I think you're asking the IT equivalent of "If I go outside when it's storming, how can I not be hit by lightning?" There's always going to be that chance. When you run a public server, that's pretty similar.
I'm not a high availability expert but as someone's who ran servers on behalf for clients, what you're really asking is 2 questions:
- How much downtime can we afford?
- How do we engineer a solution to minimize that downtime?
As you alluded to, how you answer question 1) is going to inform 2). Properly answering question 2) is probably beyond the scope of this Q&A format, but since we're going the down the rabbit hole...
If your answer to question 1 is next to zero, then you need to evaluate how much time/effort/money will required to do this. Does it matter if your mom and pop's brochure based site is down for half a minute while you update? Probably not.
If you're running a multiple server setup for a largish organization, then this is also a question for them and what they're willing to throw at IT to make that happen. No server is 100% available, 24/7 and responsive to users. The companies who do this well are also compensated accordingly. When you add redundancy to the mix, you also double your potential for failure so it's a double edged sword.
You can minimize that chance of messing up a user's work by doing a few things to proactively protect against downtime and just as importantly, frame the user's expectations:
Communication
When do your users usually work on the site? If the site's users and authors are typically 9-5 corporate in nature, update the site off-hours when less people are going to be working or visiting on the site. And if you think downtime is going to more than a few minutes, inform them of the maintenance window.
At least in terms of Craft, updating takes seconds usually. I liken updates to a frog jumping from lily pad to lily pad. The lily pads are point updates. The smaller jumps are going to be a lot easier to make then jumping from one side of the pond to the other.
You're also spreading out your uptime with multiple smaller jumps instead of huge leaps. If you put off updating, you're increasing the risk of something blowing up later on (schema updates, etc).
Updating software is not like updating hardware where you know the hardware is going to fail at some point, so you plan for it.

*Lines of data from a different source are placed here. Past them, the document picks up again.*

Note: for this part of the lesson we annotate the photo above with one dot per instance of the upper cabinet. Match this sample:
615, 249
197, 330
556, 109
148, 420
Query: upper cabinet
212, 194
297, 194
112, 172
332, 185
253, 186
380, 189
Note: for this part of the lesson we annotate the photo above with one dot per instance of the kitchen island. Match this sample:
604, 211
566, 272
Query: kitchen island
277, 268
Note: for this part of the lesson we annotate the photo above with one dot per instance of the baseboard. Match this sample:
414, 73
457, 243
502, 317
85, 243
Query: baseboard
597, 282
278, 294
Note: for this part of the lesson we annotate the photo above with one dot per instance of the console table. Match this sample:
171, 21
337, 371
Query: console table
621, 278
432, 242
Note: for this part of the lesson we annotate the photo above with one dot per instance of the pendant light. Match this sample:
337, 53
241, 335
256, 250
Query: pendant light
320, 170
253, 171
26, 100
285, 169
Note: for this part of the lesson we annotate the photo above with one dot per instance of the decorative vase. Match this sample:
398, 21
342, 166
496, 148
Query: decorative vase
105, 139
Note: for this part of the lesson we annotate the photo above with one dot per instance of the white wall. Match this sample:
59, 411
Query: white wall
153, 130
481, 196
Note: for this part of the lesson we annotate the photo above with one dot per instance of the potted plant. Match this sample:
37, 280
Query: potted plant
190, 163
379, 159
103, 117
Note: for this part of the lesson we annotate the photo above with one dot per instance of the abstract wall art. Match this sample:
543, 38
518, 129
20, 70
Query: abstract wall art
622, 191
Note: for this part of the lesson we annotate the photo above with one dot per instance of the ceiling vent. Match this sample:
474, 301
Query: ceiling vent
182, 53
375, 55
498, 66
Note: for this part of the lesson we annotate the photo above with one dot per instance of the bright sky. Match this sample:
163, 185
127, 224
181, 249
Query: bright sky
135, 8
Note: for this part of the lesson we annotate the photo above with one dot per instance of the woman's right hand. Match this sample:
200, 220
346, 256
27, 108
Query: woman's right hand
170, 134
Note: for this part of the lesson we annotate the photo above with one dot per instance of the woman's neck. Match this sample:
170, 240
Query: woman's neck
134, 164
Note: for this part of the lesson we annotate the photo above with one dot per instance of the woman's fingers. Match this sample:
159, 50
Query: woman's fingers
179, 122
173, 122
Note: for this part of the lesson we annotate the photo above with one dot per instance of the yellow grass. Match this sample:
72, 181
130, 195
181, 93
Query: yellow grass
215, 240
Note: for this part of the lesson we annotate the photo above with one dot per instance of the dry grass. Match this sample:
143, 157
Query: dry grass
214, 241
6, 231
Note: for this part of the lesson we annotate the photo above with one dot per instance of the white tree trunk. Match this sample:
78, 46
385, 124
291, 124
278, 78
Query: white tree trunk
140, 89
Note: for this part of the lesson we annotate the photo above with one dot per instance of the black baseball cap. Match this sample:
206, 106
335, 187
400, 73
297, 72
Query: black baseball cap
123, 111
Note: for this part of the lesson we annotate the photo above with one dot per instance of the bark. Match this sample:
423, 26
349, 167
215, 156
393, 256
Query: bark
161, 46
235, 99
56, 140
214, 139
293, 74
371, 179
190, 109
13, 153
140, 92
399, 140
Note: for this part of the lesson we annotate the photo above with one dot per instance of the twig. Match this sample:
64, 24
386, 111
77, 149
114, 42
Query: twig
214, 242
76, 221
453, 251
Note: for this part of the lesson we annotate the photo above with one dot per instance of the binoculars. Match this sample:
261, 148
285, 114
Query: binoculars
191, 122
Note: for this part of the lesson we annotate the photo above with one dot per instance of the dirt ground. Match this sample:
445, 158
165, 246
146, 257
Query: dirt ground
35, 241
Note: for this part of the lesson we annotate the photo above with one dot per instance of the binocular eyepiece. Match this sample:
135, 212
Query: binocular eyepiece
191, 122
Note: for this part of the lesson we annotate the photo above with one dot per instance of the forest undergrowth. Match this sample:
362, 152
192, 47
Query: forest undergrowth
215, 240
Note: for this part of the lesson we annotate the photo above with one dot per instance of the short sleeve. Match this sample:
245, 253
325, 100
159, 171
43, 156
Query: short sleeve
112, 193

Writing bug-free software is harder. Being agile here is important. You also run less of a risk of having unplanned downtime because you didn't jump and now there's a huge security update.
Engineering
The other important piece of uptime is if something does go wrong during the update, how do you recover? When Craft updates, unless you've turned off automatic database backup, it'll save a copy in case things go hairy and then revert back so you're not stuck in a weird state.
I would also question the need for a long form to begin with. Can we engineer the form in such a way that it saves the user's work periodically (either to their browser or the server) as they fill it out? Or make each form part shorter?
If someone is working on a long form, it's counter intuitively also less likely they're going to be hit by server downtime, because they're spending more time on it before it gets submitted.
Lindsey D points out that how you deploy can make a difference as well. Deployment services (eg: DeployBot) in coordination with some VPS providers offer atomic deployment. This guarantees that your site remains "untouched" until the new files are 100% uploaded. Using something like Capistrano can do this as well. AWS offers their own set of deploy and server management tools to help manage your uptime too. (Again, you pay the piper for all of this, which is why AWS gives you a year for free in their free tier.)
There's probably a few things you can do but those are just off the top of my head.